Russian Federation Senator from the Donetsk People's Republic
- Incumbent
- Assumed office 20 December 2022 Serving with Alexander Ananchenko
- Appointed by: Denis Pushilin

Minister of Foreign Affairs of the Donetsk People's Republic
- In office 23 February 2016 – 19 December 2022
- Preceded by: Aleksandr Kofman
- Succeeded by: Position abolished

Personal details
- Born: 28 September 1984 (age 41) Donetsk, Ukrainian SSR, Soviet Union (now disputed)
- Party: Donetsk Republic
- Education: Kyiv National Economic University

= Nataliya Nikonorova =

Ukrainian separatist politician (born 1984)

Natalia Yurievna Nikonorova (Наталья Юрьевна Никонорова; Наталія Юріївна Никонорова; born on 28 September 1984) is a Ukrainian-Russian politician, who serves as the Russian Federation Senator from the Donetsk People's Republic since 2022. She previously served as the republic's Minister of Foreign Affairs from 2016 until its widely internationally unrecognised annexation by Russia in 2022.

As Foreign Minister, Nikonorova represented her region at the Trilateral Contact Group.

== Biography ==
=== Early life and education ===
Nikonorova was born on 28 September 1984, in Donetsk.
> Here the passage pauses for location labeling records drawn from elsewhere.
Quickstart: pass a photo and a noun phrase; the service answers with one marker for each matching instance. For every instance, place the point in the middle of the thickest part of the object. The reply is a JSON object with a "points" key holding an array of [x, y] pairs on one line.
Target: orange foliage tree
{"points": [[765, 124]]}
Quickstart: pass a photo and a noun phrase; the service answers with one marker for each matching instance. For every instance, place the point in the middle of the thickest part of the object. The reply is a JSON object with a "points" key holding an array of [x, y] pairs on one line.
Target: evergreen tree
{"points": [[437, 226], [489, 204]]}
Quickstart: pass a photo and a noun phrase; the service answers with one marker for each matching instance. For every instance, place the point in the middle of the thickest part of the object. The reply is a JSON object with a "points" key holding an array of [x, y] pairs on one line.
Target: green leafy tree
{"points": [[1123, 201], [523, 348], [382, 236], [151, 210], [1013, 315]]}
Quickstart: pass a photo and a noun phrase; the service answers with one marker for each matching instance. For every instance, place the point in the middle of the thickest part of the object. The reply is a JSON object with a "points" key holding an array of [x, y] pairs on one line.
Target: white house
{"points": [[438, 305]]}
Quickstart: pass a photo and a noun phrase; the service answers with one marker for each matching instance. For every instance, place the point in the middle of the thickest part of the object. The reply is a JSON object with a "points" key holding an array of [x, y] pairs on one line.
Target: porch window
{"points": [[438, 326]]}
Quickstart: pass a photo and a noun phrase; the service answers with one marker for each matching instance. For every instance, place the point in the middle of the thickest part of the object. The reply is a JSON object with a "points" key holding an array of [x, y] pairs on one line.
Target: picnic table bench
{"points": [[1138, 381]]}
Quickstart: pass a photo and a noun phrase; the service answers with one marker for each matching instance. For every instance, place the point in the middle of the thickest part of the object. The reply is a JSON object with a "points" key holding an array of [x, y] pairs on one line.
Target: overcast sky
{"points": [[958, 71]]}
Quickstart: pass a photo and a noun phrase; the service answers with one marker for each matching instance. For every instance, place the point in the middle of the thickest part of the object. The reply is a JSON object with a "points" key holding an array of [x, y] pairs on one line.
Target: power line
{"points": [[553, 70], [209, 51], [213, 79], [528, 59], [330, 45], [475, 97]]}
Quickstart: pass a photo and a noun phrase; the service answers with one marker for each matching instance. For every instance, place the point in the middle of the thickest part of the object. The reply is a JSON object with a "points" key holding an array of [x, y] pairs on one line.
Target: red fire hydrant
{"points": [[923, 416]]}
In 2001, she graduated from High School No. 115 in Donetsk and entered the International Solomon University in Kyiv. In 2005, she moved to the Faculty of Law of the Kyiv National Economic University, graduating in 2006.

=== Career ===
From 2006 to 2012, Nikonorova worked as an assistant to Svyatoslav Piskun and Hennadiy Moskal, members of the Ukrainian Parliament. During this period, she attended the graduate school of the Koretsky KIHP, entering the Interregional Academy of Personnel Management in 2012.

During the 2014 pro-Russian unrest in Ukraine, Nikonorova backed the creation of the Donetsk People's Republic (DPR) as an independent state, and was appointed head of the legal department of the republic's newly created parliament.

In 2016, Nikonorova was appointed DPR's Minister of Foreign Affairs, with an additional role of Head of the Interdepartmental Committee for the Accreditation of Humanitarian Missions later added on. Since 2018, she has also been the permanent representative of the DPR in the Trilateral Contact Group on Ukraine, aimed at implementing the solving of the Russo-Ukrainian War.

Her position was abolished with the region's incorporation into the Russia Federation in 2022 during the Russian Invasion of Ukraine, and DPR Head Denis Pushilin subsequently appointed her as Donetsk's co-representative at the Federation Council.

== Personal life ==
Her brother Aleksey Yuryevich Nikonorov was also a lawyer working for the DPR's parliament and was involved as its representative at the Minsk Accords negotiations. Meanwhile, her mother has been involved in the electoral campaign of Donetsk Metallurgical Plant President Alexander Ryzhenkov to be elected to the Verkhovna Rada, and has worked alongside Tamara Yegorenko, Chair of the Lenin District Executive Committee of Donetsk, as well as the Rinat Akhmetov-linked Metinvest General Director Yuriy Ryzhenkov.